Doña Ara, joven madona de los dolores, se había ido después de prometerme que esa noche me abriría el baúl. Yo quedé conmovida con su historia, y dudando cuál era más fascinante como personaje, si el ángel o su madre.

Ojeé por encima el cuaderno que me dejó, y le tomé varias fotos. Sólo alcancé a leer completas las páginas de ese día, dictadas unas horas antes por un ser celestial que decía llamarse Orifiel, y que se catalogaba a sí mismo como trono, o rueda.

La lectura me desconcertó por completo. ¿De dónde saldrían, en realidad de verdad, estos cuadernos increíbles, demasiado simples para ser dictados por un ángel, pero absolutamente improbables para ser escritos por gente pobre de barrio analfabeta? Repasé una y otra vez cada renglón del texto, perpleja, hipnotizada por esa criatura alada que a través de un Norma cuadriculado de cincuenta páginas confesaba cargar ni más ni menos que a Dios sobre su lomo.

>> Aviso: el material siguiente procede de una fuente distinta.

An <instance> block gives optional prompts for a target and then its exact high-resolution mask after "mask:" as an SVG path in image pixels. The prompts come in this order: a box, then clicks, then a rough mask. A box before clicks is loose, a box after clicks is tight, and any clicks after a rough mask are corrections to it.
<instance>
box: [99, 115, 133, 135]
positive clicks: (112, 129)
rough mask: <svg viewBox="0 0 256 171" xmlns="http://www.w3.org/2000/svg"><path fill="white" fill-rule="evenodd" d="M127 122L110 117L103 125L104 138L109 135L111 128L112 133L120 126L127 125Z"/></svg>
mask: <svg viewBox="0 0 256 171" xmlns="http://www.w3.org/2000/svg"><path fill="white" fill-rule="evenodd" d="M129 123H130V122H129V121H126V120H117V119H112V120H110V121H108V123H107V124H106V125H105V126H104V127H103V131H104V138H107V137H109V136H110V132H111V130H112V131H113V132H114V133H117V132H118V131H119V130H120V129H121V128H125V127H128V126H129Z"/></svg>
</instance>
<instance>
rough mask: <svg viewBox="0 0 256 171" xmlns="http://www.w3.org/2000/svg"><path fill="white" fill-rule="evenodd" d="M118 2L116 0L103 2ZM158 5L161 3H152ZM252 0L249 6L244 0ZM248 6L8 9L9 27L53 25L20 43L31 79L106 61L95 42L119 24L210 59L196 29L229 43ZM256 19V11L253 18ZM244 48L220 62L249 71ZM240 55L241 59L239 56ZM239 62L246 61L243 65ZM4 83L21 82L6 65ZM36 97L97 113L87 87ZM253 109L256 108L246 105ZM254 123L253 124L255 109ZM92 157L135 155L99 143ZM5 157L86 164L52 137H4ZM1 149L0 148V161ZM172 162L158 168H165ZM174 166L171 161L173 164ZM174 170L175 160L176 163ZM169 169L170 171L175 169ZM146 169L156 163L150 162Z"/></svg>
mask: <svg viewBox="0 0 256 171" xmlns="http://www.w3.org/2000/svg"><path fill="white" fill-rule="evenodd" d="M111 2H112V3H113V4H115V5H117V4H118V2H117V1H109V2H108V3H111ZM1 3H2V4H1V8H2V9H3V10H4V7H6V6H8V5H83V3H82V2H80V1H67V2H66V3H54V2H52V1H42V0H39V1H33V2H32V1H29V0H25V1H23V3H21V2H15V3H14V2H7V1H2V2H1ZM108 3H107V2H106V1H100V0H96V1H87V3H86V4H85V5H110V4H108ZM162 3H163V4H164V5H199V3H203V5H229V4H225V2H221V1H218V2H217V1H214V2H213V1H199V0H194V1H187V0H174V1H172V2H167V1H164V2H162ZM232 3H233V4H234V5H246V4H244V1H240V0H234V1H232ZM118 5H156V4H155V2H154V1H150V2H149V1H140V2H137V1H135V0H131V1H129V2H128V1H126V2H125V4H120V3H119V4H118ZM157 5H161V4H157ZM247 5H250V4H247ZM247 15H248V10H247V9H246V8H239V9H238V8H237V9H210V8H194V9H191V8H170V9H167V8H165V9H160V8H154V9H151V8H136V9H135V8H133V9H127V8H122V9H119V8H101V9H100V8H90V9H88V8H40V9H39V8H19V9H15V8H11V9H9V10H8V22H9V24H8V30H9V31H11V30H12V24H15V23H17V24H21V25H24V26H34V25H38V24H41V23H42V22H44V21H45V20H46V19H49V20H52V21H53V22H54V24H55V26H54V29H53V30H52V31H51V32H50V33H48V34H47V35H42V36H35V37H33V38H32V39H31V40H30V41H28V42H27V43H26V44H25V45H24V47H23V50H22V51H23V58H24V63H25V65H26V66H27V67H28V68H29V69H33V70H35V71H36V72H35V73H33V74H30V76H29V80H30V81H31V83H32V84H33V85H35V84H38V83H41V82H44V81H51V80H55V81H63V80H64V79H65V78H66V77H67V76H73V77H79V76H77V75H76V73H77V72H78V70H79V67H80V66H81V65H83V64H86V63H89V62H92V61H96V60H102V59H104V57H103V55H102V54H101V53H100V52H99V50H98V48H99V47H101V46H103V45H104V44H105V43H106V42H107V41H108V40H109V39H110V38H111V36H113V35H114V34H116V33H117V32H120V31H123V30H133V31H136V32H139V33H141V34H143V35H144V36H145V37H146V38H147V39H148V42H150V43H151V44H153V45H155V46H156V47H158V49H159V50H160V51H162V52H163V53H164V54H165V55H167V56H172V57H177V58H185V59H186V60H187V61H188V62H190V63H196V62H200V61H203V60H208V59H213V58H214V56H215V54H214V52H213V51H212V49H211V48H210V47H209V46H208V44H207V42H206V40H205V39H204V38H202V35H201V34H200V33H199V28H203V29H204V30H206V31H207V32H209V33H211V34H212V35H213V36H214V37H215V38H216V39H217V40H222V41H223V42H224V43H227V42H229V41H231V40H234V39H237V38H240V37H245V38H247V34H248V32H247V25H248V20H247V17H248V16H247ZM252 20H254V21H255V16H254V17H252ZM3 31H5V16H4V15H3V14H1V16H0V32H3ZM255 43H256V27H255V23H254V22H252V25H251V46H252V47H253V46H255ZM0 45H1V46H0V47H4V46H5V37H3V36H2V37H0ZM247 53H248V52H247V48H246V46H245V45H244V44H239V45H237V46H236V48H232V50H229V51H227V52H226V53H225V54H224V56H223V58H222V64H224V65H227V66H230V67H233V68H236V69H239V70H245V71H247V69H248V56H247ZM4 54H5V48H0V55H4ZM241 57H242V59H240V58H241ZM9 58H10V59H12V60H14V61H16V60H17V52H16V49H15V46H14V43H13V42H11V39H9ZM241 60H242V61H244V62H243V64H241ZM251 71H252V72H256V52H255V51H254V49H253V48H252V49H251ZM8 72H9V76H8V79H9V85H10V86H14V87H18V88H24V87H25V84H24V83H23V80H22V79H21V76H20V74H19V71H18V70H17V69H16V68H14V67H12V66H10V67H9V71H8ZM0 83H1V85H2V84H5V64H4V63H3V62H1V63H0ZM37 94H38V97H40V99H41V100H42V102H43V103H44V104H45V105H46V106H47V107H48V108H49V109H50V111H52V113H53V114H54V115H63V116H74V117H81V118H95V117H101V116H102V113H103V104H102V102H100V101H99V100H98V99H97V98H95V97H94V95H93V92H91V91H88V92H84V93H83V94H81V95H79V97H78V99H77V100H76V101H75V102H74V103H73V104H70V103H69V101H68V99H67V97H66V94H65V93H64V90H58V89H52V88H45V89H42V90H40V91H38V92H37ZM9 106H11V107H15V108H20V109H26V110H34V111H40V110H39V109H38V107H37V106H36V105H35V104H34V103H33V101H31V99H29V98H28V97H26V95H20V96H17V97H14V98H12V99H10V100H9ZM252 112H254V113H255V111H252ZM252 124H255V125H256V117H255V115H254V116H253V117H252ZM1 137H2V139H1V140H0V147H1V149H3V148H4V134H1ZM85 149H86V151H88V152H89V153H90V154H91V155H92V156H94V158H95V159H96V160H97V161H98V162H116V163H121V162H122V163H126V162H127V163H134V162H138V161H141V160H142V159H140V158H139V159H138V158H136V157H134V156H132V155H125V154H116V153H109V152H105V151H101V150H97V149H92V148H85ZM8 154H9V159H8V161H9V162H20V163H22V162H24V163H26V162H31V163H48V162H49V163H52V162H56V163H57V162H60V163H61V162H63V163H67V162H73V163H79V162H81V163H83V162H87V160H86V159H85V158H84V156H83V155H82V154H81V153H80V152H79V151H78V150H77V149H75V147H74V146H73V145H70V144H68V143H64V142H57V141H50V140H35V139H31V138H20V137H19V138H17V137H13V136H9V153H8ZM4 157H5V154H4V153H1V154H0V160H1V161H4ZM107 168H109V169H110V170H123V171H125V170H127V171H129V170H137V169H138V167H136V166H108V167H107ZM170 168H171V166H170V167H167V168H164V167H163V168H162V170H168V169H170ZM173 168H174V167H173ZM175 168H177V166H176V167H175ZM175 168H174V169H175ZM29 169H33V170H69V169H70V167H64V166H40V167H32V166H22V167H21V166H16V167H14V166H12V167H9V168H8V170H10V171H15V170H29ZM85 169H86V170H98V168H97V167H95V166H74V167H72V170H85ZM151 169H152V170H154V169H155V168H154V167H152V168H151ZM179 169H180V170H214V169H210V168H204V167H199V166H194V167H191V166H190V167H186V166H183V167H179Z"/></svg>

¿Quién habría escrito de verdad aquello? Si la autora era Ara, había que admitir una de tres posibilidades, o recibía la inspiración de otro ser u otro lado, o poseía una personalidad más compleja de la que cabía suponer, o simplemente copiaba la cosa de alguna parte. Aunque, por supuesto, la hipótesis más seductora era la planteada por ella misma, según la cual se trataría de la voz secreta de su hijo, el ángel, que ella captaba mediante alguna suerte de telepatía, y transcribía. Era la hipótesis más seductora, pero la menos convincente, si se tiene en cuenta lo delirante que resulta que un muchacho que no habla el español dicte fragmentos que no sería capaz de producir yo, que soy periodista y vivo del oficio. Fueran lo que fueran, de procedencia humana o divina, originales o apócrifos, estos cuadernos significaban una revelación y un auténtico misterio.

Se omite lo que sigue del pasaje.